CLC Genomics Workbench include a suite a of tools designed for analyzing gene expression data. For this blog post, we will use just only a few of them. The RNA-Seq Analysis tool will start with mapping reads to the genome and the coding sequences. The tool requires a file with the reference genome and a file with annotations for protein coding sequences (CDS) or genes. If these are not already available from Part 1 of the pipeline (Figure 1), they can be generated using Track Tools -> Track Conversion -> Convert to Tracks. This will take an annotated genome or list of contigs as input and generate individual track files. Additional details on this conversion step can be found in our manual. In this case we need to generate a track for the genome and one for the annotated coding regions. From the read mappings, reads are categorized and assigned, and expression values are calculated. The output from the RNA-Seq Analysis tool is a table describing for each gene the number of reads mapped, the number of reads per kilobase gene, and the expression value. The results can be visualized in a track list along with the genes and the read mappings (Figure 2). The track list is interactively linked to the results table, and marking a CDS of interest in the table view, will shift the focus of the track list to that particular region.

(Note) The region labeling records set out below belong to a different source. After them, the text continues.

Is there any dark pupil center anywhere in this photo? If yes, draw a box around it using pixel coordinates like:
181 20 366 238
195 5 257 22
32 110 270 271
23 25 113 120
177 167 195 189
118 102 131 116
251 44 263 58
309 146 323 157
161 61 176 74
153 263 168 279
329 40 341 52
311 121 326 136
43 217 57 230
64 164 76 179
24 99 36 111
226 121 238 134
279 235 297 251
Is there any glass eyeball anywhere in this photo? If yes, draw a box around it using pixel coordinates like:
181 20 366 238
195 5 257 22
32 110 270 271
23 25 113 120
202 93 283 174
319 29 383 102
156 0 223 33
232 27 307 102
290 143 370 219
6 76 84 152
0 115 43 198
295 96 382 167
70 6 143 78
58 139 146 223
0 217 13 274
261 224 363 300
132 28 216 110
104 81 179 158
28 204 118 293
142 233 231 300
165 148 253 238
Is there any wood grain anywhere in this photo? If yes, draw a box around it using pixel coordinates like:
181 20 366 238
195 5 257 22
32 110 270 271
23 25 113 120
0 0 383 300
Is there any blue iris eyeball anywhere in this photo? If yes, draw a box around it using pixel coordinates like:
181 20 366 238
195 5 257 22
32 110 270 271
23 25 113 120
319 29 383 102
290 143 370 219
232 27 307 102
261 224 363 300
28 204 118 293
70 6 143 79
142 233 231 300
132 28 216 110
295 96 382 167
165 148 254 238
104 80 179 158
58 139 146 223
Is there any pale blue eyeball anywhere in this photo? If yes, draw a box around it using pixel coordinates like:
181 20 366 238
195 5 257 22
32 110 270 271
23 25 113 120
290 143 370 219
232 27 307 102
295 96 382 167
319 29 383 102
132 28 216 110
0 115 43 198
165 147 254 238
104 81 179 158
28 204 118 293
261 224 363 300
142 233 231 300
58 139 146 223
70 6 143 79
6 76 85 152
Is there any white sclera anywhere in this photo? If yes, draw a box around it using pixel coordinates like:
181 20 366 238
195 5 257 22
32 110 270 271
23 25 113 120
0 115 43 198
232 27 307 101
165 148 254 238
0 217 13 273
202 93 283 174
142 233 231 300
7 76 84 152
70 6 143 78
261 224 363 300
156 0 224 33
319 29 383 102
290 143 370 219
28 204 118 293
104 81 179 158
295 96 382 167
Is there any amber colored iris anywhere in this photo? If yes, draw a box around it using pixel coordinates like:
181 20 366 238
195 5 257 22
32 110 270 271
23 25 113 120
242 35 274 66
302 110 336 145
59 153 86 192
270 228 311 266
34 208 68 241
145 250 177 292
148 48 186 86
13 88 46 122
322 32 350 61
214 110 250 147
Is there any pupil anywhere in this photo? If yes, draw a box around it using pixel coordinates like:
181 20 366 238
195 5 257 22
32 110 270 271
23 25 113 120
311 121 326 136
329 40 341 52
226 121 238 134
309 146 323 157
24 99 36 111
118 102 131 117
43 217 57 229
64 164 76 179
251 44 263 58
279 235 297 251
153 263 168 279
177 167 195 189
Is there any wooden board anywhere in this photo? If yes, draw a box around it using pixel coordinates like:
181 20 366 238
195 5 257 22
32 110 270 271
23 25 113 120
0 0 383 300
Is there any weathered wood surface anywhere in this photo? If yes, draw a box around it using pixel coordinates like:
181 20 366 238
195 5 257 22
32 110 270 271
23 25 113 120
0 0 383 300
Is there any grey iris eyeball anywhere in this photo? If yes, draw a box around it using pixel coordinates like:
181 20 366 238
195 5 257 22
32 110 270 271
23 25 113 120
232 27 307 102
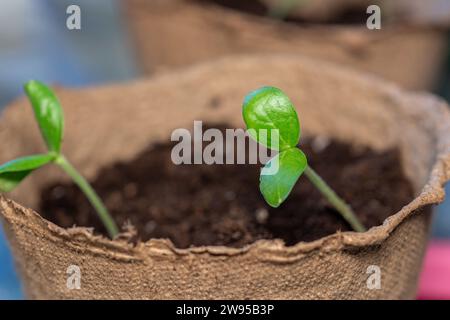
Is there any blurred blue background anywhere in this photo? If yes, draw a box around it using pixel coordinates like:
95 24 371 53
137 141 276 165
0 0 450 299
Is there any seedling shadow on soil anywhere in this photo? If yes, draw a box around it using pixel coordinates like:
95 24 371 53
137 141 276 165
39 124 413 248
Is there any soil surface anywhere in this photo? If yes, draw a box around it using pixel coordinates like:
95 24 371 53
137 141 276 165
40 127 413 248
197 0 367 25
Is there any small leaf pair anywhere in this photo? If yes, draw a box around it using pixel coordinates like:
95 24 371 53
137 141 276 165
243 87 308 207
0 80 64 192
0 80 119 238
242 87 365 232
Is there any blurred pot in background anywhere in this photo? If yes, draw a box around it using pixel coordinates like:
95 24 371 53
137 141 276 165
123 0 447 89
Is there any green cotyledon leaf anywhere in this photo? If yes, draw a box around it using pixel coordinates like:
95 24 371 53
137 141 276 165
259 148 308 208
242 87 300 151
0 154 54 192
24 80 64 153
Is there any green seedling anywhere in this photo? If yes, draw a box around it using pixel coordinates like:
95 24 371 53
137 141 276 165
268 0 307 20
242 87 365 232
0 80 118 238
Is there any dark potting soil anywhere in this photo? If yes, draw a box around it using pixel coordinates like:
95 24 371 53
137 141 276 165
195 0 368 25
40 129 413 248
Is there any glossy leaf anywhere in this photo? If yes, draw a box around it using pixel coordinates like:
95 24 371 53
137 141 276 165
24 80 64 153
0 154 54 192
259 148 308 208
242 87 300 150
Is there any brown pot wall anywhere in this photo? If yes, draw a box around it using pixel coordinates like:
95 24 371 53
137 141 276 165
0 55 450 299
124 0 447 89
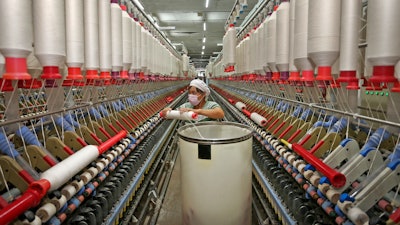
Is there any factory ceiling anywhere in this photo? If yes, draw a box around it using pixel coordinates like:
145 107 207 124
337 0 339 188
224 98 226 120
140 0 258 68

Figure 2. Gene expression results.

Figure 2. Gene expression results.

From the track view read mappings can be manually inspected by zooming in on individual genes (Figure 3). In the case of the desert soil microbiome in Antarctica, genes supporting the use of atmospheric trace gases as carbon and energy sources could be searched out from the table, and the expression values inspected.

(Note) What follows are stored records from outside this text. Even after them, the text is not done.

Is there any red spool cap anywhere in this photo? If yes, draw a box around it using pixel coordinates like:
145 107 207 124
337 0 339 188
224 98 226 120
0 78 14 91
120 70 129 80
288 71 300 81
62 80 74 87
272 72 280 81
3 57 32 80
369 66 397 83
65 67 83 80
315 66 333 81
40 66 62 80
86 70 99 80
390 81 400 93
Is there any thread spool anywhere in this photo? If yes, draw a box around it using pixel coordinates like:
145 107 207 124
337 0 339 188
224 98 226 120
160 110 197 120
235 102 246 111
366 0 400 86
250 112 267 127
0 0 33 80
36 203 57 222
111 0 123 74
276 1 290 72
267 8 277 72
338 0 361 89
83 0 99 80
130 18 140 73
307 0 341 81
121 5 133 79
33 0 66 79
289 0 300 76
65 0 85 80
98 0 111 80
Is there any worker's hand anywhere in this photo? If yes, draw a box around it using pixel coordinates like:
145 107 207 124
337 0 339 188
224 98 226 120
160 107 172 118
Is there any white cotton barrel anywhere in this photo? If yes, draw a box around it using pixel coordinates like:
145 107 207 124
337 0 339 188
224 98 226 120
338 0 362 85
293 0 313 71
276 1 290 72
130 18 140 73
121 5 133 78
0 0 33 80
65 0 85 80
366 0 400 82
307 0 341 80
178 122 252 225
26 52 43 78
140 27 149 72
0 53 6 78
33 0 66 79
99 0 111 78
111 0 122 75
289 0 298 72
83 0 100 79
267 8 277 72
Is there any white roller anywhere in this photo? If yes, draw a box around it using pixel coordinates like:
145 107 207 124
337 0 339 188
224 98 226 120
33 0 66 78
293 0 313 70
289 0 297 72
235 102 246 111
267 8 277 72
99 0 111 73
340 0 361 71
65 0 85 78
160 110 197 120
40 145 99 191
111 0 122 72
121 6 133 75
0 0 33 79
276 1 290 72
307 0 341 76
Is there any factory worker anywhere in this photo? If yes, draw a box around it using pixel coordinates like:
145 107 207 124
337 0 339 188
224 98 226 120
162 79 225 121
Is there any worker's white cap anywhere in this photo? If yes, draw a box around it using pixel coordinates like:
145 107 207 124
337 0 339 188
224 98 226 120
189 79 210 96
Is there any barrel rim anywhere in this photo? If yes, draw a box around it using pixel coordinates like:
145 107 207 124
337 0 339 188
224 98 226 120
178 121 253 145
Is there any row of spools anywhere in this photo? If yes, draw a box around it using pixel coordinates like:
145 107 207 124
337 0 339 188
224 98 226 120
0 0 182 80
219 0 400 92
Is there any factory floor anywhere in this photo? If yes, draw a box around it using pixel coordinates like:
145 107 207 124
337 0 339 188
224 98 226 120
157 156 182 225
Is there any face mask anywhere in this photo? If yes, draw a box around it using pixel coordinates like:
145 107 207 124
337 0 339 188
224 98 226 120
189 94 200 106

Figure 3. Track list displaying read mappings.

Figure 3. Track list displaying read mappings.

If your microbiome investigation involves comparing microbial communities at different times or under different conditions, transcriptomes can be compared across multiple states. This analysis can be performed with the tool Differential Expression for RNA-Seq. The tool performs a statistical test of the differential expression of two or more samples. The output is a table displaying for each gene, the fold change and the p-value for the statistical comparison. From this list, genes significantly changing expression levels under different biological conditions can be found.

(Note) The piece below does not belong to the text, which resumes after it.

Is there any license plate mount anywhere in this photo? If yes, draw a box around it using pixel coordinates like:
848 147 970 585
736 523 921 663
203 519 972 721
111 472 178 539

CLC Genomics Workbench contain several additional tools for analyzing RNA-Seq data for more sophisticated comparisons and visualizations than what have been shown here. If you are interested in learning more or trying out the functionalities, you can always download a free trial.

References

  1. Ji M., et al. (2017) Atmospheric trace gases support primary production in Antarctic desert surface soil. Nature 552(7685):400–3.
  2. Bashiardes S., et al. (2016) Use of Metatranscriptomics in Microbiome Research. Bioinform Biol Insights 10:19–25.
  3. Schoonvaere K., et al. (2018) Study of the Metatranscriptome of Eight Social and Solitary Wild Bee Species Reveals Novel Viruses and Bee Parasites. Front Microbiol. 9:177.
  4. Marynowska M., et al. (2017) Optimization of a metatranscriptomic approach to study the lignocellulolytic potential of the higher termite gut microbiome. BMC Genomics 18(1):681. doi: 10.1186/s12864-017-4076-9.